Basic MPI Point-to-Point Communication in C

Table of Contents

The MPI World

In MPI, the group of all nodes used in a particular MPI application is the "world," represented by the variable MPI_COMM_WORLD. This variable is a communicator that provides all the information necessary to do message-passing in the group. A communicator constrains the message-passing to remain within the group and prevents nodes outside the group from receiving spurious messages. Each node in the group is identified by a unique "rank" that is an integer value. Ranks are numbered 0, 1, 2, ..., n-1 if the total number of nodes in the group is n.

Starting and Ending MPI

To start up an MPI application, all MPI programs must contain one and only one call to MPI_Init, which enables communications. The format of the MPI_Init call is:
     MPI_Init(&argc, &argv);
MPI_Init must be called before any other MPI routine is called.

Before exiting an MPI process, MPI_Finalize should be called to clean up the MPI state. The user must ensure that all pending communications involving a process complete before the program calls MPI_Finalize. This call has the following format:

     MPI_Finalize();
     

Rank & Size

Rank, an integer, is used in MPI to be a process identifier associated with a communicator. An MPI call MPI_Comm_rank is desired to obtain the process's rank. The format of calling MPI_Comm_rank is given by:
     MPI_Comm_rank(MPI_Comm_world, &rank);
     
where MPI_Comm_world is a communicator predefined in the file mpi.h, and rank(integer) is the rank identifying the process making the call.

To find out the size of the communication world one can call MPI_Comm_size. The format of calling MPI_Comm_size is given by:
     MPI_Comm_size(MPI_Comm_world, &size);
     
where size (integer) is the total number of processes in the MPI_Comm_world.

Point-to-Point Communication

The most elementary form of message-passing communication involves two nodes, one passing a message to the other. Although there are several ways that this might happen in hardware, logically the communication is point-to-point: one node calls a send routine and the other calls a receive.

A message sent from a sender contains two parts: data (message content) and the message envelope. The data part of the message consists of a sequence of successive items of the type indicated by the variable datatype.
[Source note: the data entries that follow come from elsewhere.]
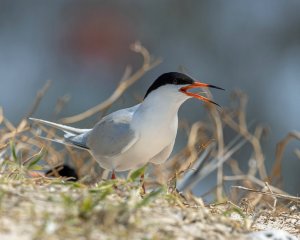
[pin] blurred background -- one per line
(83, 47)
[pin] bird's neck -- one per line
(156, 111)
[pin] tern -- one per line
(145, 133)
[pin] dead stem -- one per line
(127, 80)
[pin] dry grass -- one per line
(36, 207)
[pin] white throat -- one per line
(159, 109)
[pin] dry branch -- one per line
(127, 80)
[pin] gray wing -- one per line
(113, 134)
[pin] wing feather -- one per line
(113, 135)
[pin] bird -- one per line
(130, 138)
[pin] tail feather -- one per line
(62, 141)
(62, 127)
(74, 137)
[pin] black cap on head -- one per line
(170, 78)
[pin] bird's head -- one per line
(177, 85)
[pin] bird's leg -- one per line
(113, 175)
(142, 181)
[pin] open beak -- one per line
(199, 85)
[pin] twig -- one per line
(40, 94)
(124, 84)
(278, 195)
(276, 171)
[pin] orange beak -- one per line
(199, 85)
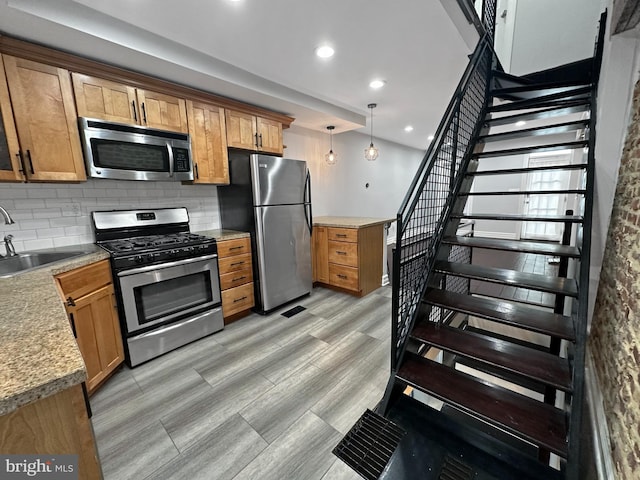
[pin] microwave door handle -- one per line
(170, 150)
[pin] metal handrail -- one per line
(449, 151)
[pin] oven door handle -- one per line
(177, 263)
(171, 162)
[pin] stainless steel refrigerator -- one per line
(271, 198)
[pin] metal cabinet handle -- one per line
(144, 113)
(30, 162)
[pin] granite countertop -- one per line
(221, 235)
(39, 355)
(350, 222)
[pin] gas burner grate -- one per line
(369, 445)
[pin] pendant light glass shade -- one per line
(371, 152)
(331, 158)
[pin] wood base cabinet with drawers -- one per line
(348, 258)
(90, 303)
(236, 276)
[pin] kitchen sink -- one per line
(28, 261)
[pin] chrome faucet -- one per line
(7, 218)
(11, 252)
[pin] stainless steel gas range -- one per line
(166, 279)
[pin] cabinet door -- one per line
(10, 167)
(46, 120)
(241, 130)
(163, 112)
(104, 99)
(269, 135)
(98, 333)
(208, 143)
(321, 254)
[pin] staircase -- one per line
(485, 384)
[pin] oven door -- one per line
(159, 294)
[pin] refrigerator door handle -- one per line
(307, 200)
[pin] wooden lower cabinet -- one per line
(236, 276)
(90, 303)
(348, 258)
(55, 425)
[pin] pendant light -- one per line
(331, 158)
(371, 152)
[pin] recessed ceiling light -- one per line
(325, 51)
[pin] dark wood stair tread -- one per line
(506, 312)
(567, 108)
(521, 218)
(533, 364)
(508, 171)
(542, 248)
(532, 281)
(551, 99)
(533, 148)
(535, 131)
(537, 422)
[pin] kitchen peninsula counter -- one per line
(348, 253)
(39, 355)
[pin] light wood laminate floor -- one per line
(266, 398)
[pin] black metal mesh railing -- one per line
(426, 209)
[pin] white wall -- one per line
(549, 33)
(51, 215)
(340, 189)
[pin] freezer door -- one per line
(278, 181)
(283, 243)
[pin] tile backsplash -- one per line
(52, 215)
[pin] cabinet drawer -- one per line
(343, 253)
(234, 263)
(237, 299)
(234, 247)
(345, 277)
(343, 234)
(234, 279)
(81, 281)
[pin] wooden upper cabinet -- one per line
(46, 120)
(117, 102)
(269, 135)
(253, 133)
(10, 168)
(99, 98)
(208, 143)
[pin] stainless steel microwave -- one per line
(128, 152)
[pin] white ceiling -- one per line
(262, 52)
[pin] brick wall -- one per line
(615, 333)
(52, 215)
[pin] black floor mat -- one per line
(291, 312)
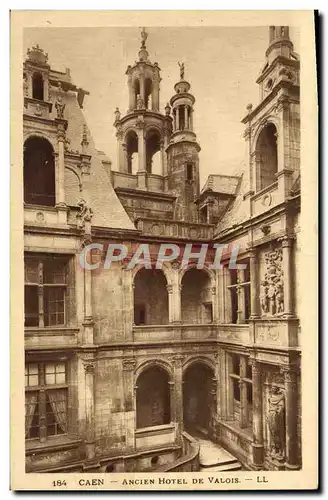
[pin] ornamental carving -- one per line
(129, 364)
(59, 104)
(84, 215)
(89, 366)
(276, 423)
(272, 287)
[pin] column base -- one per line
(142, 180)
(258, 455)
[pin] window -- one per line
(239, 290)
(189, 172)
(37, 87)
(39, 172)
(241, 390)
(45, 291)
(45, 400)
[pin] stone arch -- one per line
(197, 304)
(153, 139)
(39, 172)
(73, 186)
(148, 363)
(132, 150)
(37, 86)
(153, 396)
(150, 297)
(266, 149)
(199, 396)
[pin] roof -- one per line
(108, 212)
(225, 184)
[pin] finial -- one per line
(144, 36)
(181, 65)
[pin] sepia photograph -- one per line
(159, 182)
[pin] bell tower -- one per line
(273, 126)
(182, 152)
(143, 131)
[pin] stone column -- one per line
(290, 374)
(163, 166)
(257, 414)
(132, 99)
(243, 395)
(176, 296)
(186, 118)
(286, 257)
(254, 283)
(155, 95)
(61, 136)
(129, 365)
(178, 392)
(142, 160)
(171, 302)
(89, 367)
(88, 319)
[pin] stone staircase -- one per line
(214, 458)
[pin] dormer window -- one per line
(37, 87)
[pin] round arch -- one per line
(150, 294)
(153, 397)
(39, 172)
(198, 397)
(196, 295)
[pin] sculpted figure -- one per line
(181, 65)
(276, 422)
(264, 297)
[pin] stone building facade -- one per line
(122, 365)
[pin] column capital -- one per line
(287, 240)
(129, 364)
(89, 366)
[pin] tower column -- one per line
(191, 119)
(142, 160)
(155, 95)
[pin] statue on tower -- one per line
(181, 65)
(144, 36)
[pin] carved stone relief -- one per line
(272, 286)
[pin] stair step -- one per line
(222, 468)
(229, 461)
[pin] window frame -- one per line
(43, 287)
(41, 389)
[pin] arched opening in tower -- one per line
(153, 397)
(136, 87)
(148, 93)
(150, 298)
(198, 398)
(153, 152)
(37, 87)
(132, 152)
(266, 149)
(196, 297)
(39, 172)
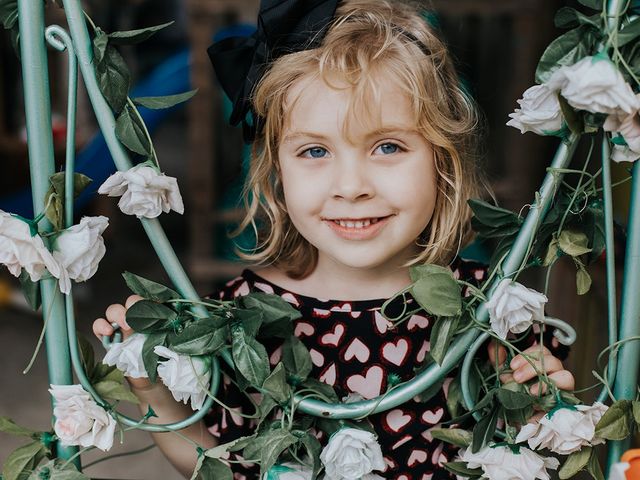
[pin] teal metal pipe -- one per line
(460, 347)
(629, 355)
(35, 78)
(612, 319)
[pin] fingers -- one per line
(529, 370)
(102, 328)
(494, 348)
(563, 379)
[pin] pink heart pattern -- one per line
(356, 350)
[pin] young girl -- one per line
(362, 167)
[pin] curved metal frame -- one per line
(61, 343)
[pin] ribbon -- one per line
(284, 26)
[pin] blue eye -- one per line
(315, 152)
(388, 148)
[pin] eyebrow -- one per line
(389, 130)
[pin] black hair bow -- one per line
(284, 26)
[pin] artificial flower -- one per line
(596, 85)
(503, 463)
(539, 111)
(566, 430)
(628, 127)
(289, 471)
(80, 420)
(127, 356)
(19, 249)
(186, 377)
(617, 470)
(144, 191)
(352, 454)
(514, 307)
(80, 248)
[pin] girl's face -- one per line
(364, 196)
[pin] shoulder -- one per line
(470, 271)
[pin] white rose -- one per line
(539, 111)
(185, 376)
(288, 471)
(144, 192)
(628, 126)
(596, 85)
(80, 248)
(352, 454)
(19, 249)
(566, 430)
(617, 471)
(501, 463)
(127, 356)
(80, 420)
(514, 307)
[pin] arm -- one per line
(180, 452)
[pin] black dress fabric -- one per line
(355, 349)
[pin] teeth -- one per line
(357, 224)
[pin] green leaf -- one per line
(441, 335)
(9, 426)
(630, 32)
(574, 463)
(147, 316)
(276, 385)
(583, 280)
(614, 424)
(593, 467)
(573, 243)
(131, 132)
(251, 320)
(455, 436)
(568, 17)
(313, 448)
(491, 221)
(30, 290)
(100, 42)
(199, 338)
(131, 37)
(274, 307)
(635, 408)
(593, 4)
(325, 391)
(113, 78)
(249, 357)
(460, 468)
(275, 443)
(115, 391)
(214, 469)
(565, 50)
(166, 101)
(514, 400)
(148, 289)
(435, 290)
(296, 358)
(23, 459)
(237, 444)
(484, 429)
(149, 357)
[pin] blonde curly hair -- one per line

MPI supports all the basic C datatypes and allows a more elaborate application to construct new datatypes at runtime (discussed in an advanced topic tutorial). The basic MPI datatypes for C are MPI_INT, MPI_FLOAT, MPI_DOUBLE, MPI_COMPLEX, MPI_CHAR. The message envelope contains information such as the source (sender), destination (receiver), tag and communicator.

As with most existing message-passing systems today, MPI provides blocking send and receive as well as nonblocking send and receive. We will introduce and discuss both blocking and nonblocking communication in this tutorial.

Blocking Send and Receive

  1. Blocking Send Operation:

    Below is the syntax of the blocking send operation:

         MPI_Send(void* buf, int count, MPI_Datatype datatype, 
    	     int dest, int tag, MPI_Comm comm);
         
    where buf is the address of the send buffer, count is the number of items in the send buffer, datatype (MPI_INT, MPI_FLOAT, MPI_CHAR, etc.) describes these items' datatype, dest is the rank of the destination processor, tag is the message type identifier and comm is the communicator to be used (see MPI advanced topics for more information on communicators).

    The blocking send call does not return until the message has been safely stored away so that the sender can freely reuse the send buffer.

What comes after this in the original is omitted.